Effects of Cell Concentration on Chondrocyte Differentiation and
Viability in Dense 3% Alginate Beads
Emily Suter
Massachusetts Institute of Technology, Department of Biological Engineering
Introduction:
Through the use of a porous scaffold and soluble growth factors, tissue
engineering is engineering method that allows for the repair of tissues damaged by
trauma or disease. As a growing field, this means of manipulating biomaterials holds
great potential for in vivo regeneration of new tissue. For the development of new
cartilage tissue, chondrocytes or progenitor cells are applied to alginate scaffolds, yet
maintaining differentiated cells requires their growth in alginate beads as opposed to flat
plates. This presents issues of inconsistent movement and viability throughout the beads
due to inadequate transportation of nutrients and growth factors (Heywood). To test for
the effects of a high scaffold density bead on this cell viability, we designed an
experiment to evaluate cell concentration on the proliferation of chondrocytes in dense
alginate beads.

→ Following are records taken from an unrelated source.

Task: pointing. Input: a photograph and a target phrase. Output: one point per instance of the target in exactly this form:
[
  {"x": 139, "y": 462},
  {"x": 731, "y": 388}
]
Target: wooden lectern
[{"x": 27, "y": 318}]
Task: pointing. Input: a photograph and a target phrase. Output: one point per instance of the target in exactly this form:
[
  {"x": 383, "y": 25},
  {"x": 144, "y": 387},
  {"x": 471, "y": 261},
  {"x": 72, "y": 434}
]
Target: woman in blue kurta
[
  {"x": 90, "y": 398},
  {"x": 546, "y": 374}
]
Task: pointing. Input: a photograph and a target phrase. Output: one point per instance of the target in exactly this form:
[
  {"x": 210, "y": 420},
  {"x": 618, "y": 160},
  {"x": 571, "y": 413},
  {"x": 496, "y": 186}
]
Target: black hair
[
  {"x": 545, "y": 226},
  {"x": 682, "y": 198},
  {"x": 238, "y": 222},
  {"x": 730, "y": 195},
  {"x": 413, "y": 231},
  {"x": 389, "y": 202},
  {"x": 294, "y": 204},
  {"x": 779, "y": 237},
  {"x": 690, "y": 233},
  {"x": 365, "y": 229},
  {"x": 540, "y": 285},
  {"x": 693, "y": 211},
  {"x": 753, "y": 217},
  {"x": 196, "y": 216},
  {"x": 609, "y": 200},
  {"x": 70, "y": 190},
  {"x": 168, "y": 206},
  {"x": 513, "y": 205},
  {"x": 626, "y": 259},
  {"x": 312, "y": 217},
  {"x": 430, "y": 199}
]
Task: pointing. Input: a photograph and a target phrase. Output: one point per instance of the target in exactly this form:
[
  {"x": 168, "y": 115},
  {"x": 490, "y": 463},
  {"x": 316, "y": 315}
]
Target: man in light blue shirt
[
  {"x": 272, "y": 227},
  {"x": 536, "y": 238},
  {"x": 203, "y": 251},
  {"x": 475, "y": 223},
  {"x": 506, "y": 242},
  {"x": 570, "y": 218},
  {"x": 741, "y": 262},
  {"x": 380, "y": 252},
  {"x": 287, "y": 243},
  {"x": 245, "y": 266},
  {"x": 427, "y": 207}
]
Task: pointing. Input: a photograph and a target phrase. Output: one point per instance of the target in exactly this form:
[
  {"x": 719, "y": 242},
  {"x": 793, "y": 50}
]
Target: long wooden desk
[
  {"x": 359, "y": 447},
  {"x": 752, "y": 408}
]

Using 3% alginate, we plan on comparing 6.5 M/mL and 1.5 M/mL
concentrations of cells in cell viability and production of Collagen I and II to extrapolate
information on cell competition and differentiation. This information is valuable in the
design of future experiments as it provides a better understanding of cell viability and the
effects of scaffold preparation on the ultimate success of our assay.
Results:
RT-PCR analysis
We performed RT-PCR on both of our sample concentrations, and then isolated
the cDNA to run on a 1.5 % agarose gel. By comparing fluorescence to the housekeeping
gene GAPDH, we were able to determine relative expression of both Collagen I and
Collagen II in each. Across all four samples, our GAPDH expression was fairly
consistent, indicating that the samples began with the same overall amount of DNA. For
Collagen I, both samples had expression similar to that of GAPDH, and after we
normalized our data and subtracted background, we found that the Collagen I to GAPDH
ratio was 1.1 and 1.3 for our 1.5 M/mL and 6.5 M/mL samples, respectively. Collagen II
was expressed much more, with the Collagen II to GAPDH ratio being 3.1 and 2.7 for the
1.5 M/mL and 6.5 M/mL samples. The overall ratios of the corrected Collagen II to
Collagen I were 2.8 for the 1.5 M/mL sample and 1.9 for the 6.5 M/mL. These results
show that a much greater relative amount of Collagen II was produced in our less
concentrated sample. While this could have been due to inconsistencies in our GAPDH
expression across the samples or to an unequal amount of starting sample, these results
might indicate that a greater percentage of cells stayed as chondrocytes (the Collagen IIproducing form) in the 1.5 M/mL samples than in the 6.5 M/mL samples. The physical
number of chondrocyte cells was actually greater in the 6.5 M/mL concentration, but a
greater percentage of the lower concentration was able to remain differentiated.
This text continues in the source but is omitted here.